Ödüller 1 Oscar Kazandı. Diğer 22 ödül & 16 adaylık.
Çığlık ve Fısıltılar, hayatının son günlerini yaşayan Agnes’in hayatından kesitleri ele alıyor. Kanser teşhisi konulması ile birlikte kalan ömrünün çok az olduğunu öğrenen Agnes, haberi kız kardeşlerine vererek yanına gelmelerini ister. Yaşam mücadelesi veren kardeşleri onun tek kalmaması ve mutlu olması için yan yana gelirler ancak planladıklarının tersine bir duruma neden olurlar. Maria, Karin ve Agnes’ten oluşan üç kız kardeş, Agnes’in son zamanlarını iyi değerlendirmesini sağlamak yerine, kıskançlıkları ve hırsları ile kardeşlerini yaralarlar. Tek başına kalan Agnes geçmiş anılarına tutunmaya çalışır. Kült filmlerden 720p görüntü kalitesiyle Cries and Whispers izle yebilirsiniz.

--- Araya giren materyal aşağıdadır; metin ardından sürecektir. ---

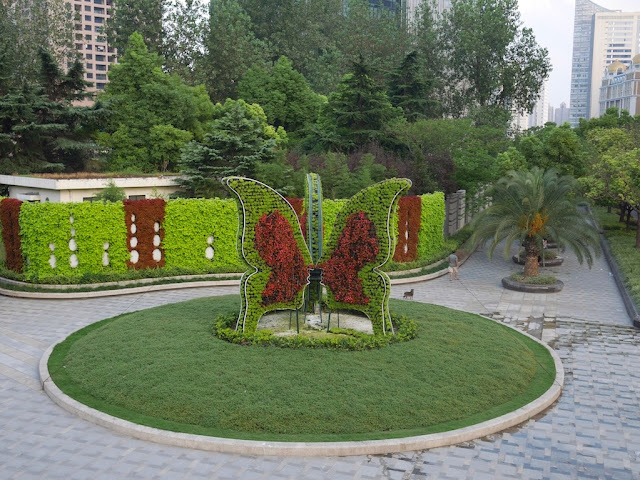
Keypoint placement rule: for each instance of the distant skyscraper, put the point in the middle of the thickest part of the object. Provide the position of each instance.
(561, 114)
(540, 112)
(91, 41)
(616, 38)
(600, 37)
(581, 59)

sessizliğin özel bir dile dönüştüğü bergman filmi.
mazideki ya da gün içinde yaşanan bir hayal kırıklığı ya da travmatik bir durum karşısında beliren suskunlukların, dil yitimlerinin, fısıltıya dönüşen içsel çığlıkların, söz gelimi bir beckett romanındaki bilinçli boşlukların, üç noktaların muadili olduğunu öne sürmek abartı olmayacaktır. üç kız kardeş ve hizmetçileri anna, bu tarz travmatik, yaralayıcı durumlar karşısında içlerine kapanırlar. artık dil ya da iletişim kanallarının bir önemi kalmamıştır çünkü. bazen susmak da gerekir, vardır böyle anlar. kırmızı çerçeve içinde, portrelerinin yarısı kısmen karanlıkta kalmıştır. yönetmen, nüfuz edemediği alanlar (örneğin bilinçdışı) olduğunu itiraf eder adeta.
işte o sessizlik ve içe kapanış anlarında esrarengiz fısıltılar duyulur, ama kimin ne söylediği anlaşılmaz. bu fısıltılar, o an içinde yakın planda portresi gösterilen kadın figürün bilinçakışını mı yansıtmaktadır? tek bir kişiye ait bir ses midir bu, yoksa birkaç kişinin konuşması üst üste mi binmektedir? belirsizdir. öyleyse bu belirsizlikleri, boşlukları doldurmak seyirciye düşecektir. bergman açıkça filmi yazıp kurgulaması için seyirciyi telkin eder; tıpkı boşluklar ve üç noktalarla okuyucunun metni doldurmasını öğütleyen beckett gibi.
sessizliğin özel bir dile dönüştüğü bergman filmi.
mazideki ya da gün içinde yaşanan bir hayal kırıklığı ya da travmatik bir durum karşısında beliren suskunlukların, dil yitimlerinin, fısıltıya dönüşen içsel çığlıkların, söz gelimi bir beckett romanındaki bilinçli boşlukların, üç noktaların muadili olduğunu öne sürmek abartı olmayacaktır. üç kız kardeş ve hizmetçileri anna, bu tarz travmatik, yaralayıcı durumlar karşısında içlerine kapanırlar. artık dil ya da iletişim kanallarının bir önemi kalmamıştır çünkü. bazen susmak da gerekir, vardır böyle anlar. kırmızı çerçeve içinde, portrelerinin yarısı kısmen karanlıkta kalmıştır. yönetmen, nüfuz edemediği alanlar (örneğin bilinçdışı) olduğunu itiraf eder adeta.
işte o sessizlik ve içe kapanış anlarında esrarengiz fısıltılar duyulur, ama kimin ne söylediği anlaşılmaz. bu fısıltılar, o an içinde yakın planda portresi gösterilen kadın figürün bilinçakışını mı yansıtmaktadır? tek bir kişiye ait bir ses midir bu, yoksa birkaç kişinin konuşması üst üste mi binmektedir? belirsizdir. öyleyse bu belirsizlikleri, boşlukları doldurmak seyirciye düşecektir. bergman açıkça filmi yazıp kurgulaması için seyirciyi telkin eder; tıpkı boşluklar ve üç noktalarla okuyucunun metni doldurmasını öğütleyen beckett gibi.